第150回「花や動物を可愛いと思えない」

【質問】
 花や動物を好き、可愛いと思えないことについて。

 昨日の集合で、叱られて育った人は自分を守ることに敏感になり、花や動物を見ても可愛いと思えないというお話しがあったと思うのですが、1つ気になったことがあり質問させて頂きました。
 私も回数は多くないと思うのですが、ほめられるより叱られたほうが印象に残っています。
 花を見ても可愛いとあまり思うことは少ないのですが、動物(一部であって全てではありません)には親しみを感じます。それはどうしてですか。
 
 自分の答え
 動物に対して抱く感情も浅く、表面的なものでしかない。
 動く動物のほうが、近く感じやすい。
 

 

【答え】
お父さん:
 心があまりにも苦しくなると、普通なら可愛いと思えるものを可愛いと思えなくなる、という話しをしました。
 この人の場合には、花を見ても可愛いと思うことは少ないけれども、動物は親しみを感じる、ということですけどね。
 それはどうしてですかということですけど、この人の答えで合っていると思いますね。
 花をきれいだな、可愛いなと思う人も、実は、思えるか思えないかの2つに1つじゃなくて、いろいろなんですよ。
 花にも、小さい花から大きい花、木に咲く花から、草に咲く花。これが花なの? って思うような形の花もあれば、明らかに花だなと思う典型的な花まで、いろいろありますよね。
 だから色んな花を、可愛いなとか、おおすごいなって思う人というのは、植物学者でしょうね。知識もあるのでいろんな花に対して強い興味を持って接することができるでしょう。
 普通の人は、そこそこ綺麗な花を綺麗に感じる、ということですよね。それが、綺麗とか可愛いとか感じなくなったら、それは困ります。
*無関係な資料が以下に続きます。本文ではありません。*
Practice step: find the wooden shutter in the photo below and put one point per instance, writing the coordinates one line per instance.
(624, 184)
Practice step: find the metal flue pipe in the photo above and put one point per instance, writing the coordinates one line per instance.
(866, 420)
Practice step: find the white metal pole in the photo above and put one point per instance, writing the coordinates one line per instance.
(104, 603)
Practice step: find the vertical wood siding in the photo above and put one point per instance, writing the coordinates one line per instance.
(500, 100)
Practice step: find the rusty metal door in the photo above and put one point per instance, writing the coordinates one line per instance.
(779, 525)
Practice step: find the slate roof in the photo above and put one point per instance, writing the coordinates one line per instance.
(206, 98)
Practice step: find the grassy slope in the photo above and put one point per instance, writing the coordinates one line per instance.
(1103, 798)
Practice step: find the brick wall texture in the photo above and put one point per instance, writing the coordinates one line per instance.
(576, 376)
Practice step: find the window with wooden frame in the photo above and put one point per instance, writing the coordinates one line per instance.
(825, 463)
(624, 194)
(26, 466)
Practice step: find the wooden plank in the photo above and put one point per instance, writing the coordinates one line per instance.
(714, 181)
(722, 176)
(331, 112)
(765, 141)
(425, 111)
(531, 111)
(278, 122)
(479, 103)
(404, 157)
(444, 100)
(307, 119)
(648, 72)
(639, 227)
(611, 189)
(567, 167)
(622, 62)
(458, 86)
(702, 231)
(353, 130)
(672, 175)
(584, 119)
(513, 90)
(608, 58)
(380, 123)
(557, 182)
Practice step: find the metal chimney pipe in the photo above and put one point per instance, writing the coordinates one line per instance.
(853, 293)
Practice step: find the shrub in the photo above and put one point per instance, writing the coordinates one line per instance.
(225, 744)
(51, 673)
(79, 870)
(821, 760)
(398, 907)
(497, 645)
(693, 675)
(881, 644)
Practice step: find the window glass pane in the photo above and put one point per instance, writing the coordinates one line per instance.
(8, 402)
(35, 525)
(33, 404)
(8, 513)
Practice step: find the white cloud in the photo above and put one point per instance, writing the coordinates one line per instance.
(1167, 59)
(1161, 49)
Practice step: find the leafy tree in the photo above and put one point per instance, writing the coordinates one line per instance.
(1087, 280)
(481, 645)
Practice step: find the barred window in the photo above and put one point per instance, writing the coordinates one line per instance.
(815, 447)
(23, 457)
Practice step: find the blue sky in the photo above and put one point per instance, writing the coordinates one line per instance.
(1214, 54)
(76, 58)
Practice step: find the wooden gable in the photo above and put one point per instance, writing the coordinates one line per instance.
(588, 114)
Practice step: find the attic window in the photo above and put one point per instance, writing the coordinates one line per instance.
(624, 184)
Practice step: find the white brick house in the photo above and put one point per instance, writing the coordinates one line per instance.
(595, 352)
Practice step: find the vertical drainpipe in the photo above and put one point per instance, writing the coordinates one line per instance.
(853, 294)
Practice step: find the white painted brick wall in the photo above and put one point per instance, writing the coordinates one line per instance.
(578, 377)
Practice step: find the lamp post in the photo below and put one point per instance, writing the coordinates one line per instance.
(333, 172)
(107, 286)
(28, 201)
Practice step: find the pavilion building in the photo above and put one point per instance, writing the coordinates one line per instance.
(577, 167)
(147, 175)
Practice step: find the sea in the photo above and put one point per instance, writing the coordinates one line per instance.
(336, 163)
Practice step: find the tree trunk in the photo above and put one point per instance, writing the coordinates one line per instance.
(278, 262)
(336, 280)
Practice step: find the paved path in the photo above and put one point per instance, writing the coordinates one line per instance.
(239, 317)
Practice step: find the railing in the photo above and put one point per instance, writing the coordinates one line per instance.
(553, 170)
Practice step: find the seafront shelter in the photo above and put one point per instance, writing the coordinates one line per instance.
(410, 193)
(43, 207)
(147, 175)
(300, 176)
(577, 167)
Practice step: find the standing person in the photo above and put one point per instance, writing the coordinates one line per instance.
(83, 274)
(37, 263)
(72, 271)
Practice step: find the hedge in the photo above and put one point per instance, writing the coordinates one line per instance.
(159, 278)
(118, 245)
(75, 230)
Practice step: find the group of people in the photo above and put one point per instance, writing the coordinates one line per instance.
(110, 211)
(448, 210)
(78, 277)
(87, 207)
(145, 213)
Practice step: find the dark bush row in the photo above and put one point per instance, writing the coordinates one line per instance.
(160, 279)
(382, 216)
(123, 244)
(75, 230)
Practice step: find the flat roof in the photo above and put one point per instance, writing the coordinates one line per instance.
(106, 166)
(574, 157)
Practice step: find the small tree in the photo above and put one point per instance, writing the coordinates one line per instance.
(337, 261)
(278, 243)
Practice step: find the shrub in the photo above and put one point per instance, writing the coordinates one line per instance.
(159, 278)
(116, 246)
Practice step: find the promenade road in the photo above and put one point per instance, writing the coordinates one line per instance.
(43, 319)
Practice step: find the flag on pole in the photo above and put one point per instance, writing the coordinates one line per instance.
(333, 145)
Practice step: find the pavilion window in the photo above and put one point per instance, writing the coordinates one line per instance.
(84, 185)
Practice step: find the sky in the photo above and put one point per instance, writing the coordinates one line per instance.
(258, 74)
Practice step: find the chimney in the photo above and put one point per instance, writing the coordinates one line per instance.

 で、花より動物のほうが近く感じる、というのは有り得ることでしょうね。
 花に、水をあげたとき、花が「ニャア」って言うか。言わないよね。じっとしていて、無反応です。
 猫に煮干しをやったら、ニャアとか言いながら美味しそうに食べる。猫のほうが感情を汲み取りやすい。そういう意味じゃ、動いたり、目を合わせることができたり、そのほうが親しみを感じるというのは当然じゃないでしょうか。これは誰でもそうですよね。
 そして、この人が全体的に浅くしか、関心とか親しみの感情を持てていない、というのはその通りなのでしょう。美しさに対して、あまり感情が動かない。だけど、反応してくるものに対しては、ああ、これは可愛いのかなと思う感情がまだ残っている。
 

 苦しさがもっと亢進して、もっともっと苦しくなってくると、花が咲いていたら踏んでやろうかと思うし、猫がニャアと鳴くと、だからなんなんだって、怒ってしまいますからね。地球に対してだって反発心を持って、なんで私を創りやがったんだって反発心を持っていますから。何に対したって怒りを持っていますよね。
 それが少し収まってくると、ちょっとくらい、小さい、噛み付いてこないような子猫とか子犬は可愛いと思ってやるか、となってくる。
 だんだん心が柔らかくなって、症状が収まって、荒れた気持ちが静まってくると、本当に可愛いと思うようになるし、そのうち花を見ても、きれいだなと思うようになっていく。
 それは割とハッキリ、わかります。「私は植物に対して、生まれたときから敵意しかありません」という人はいなくて、わりかし自然に、花なんかも、気持ちが静まってくると、可愛いなと思えるようになってきます。
 自分の答えで、消してありますが、「動かない植物よりも、動く動物のほうが近く感じやすい」というのは、そういうことだと思います。
 でも、まだまだこの人は気持ちが静まってないでしょうね。もっと静まったら、いろんなものを可愛く思えるようになります。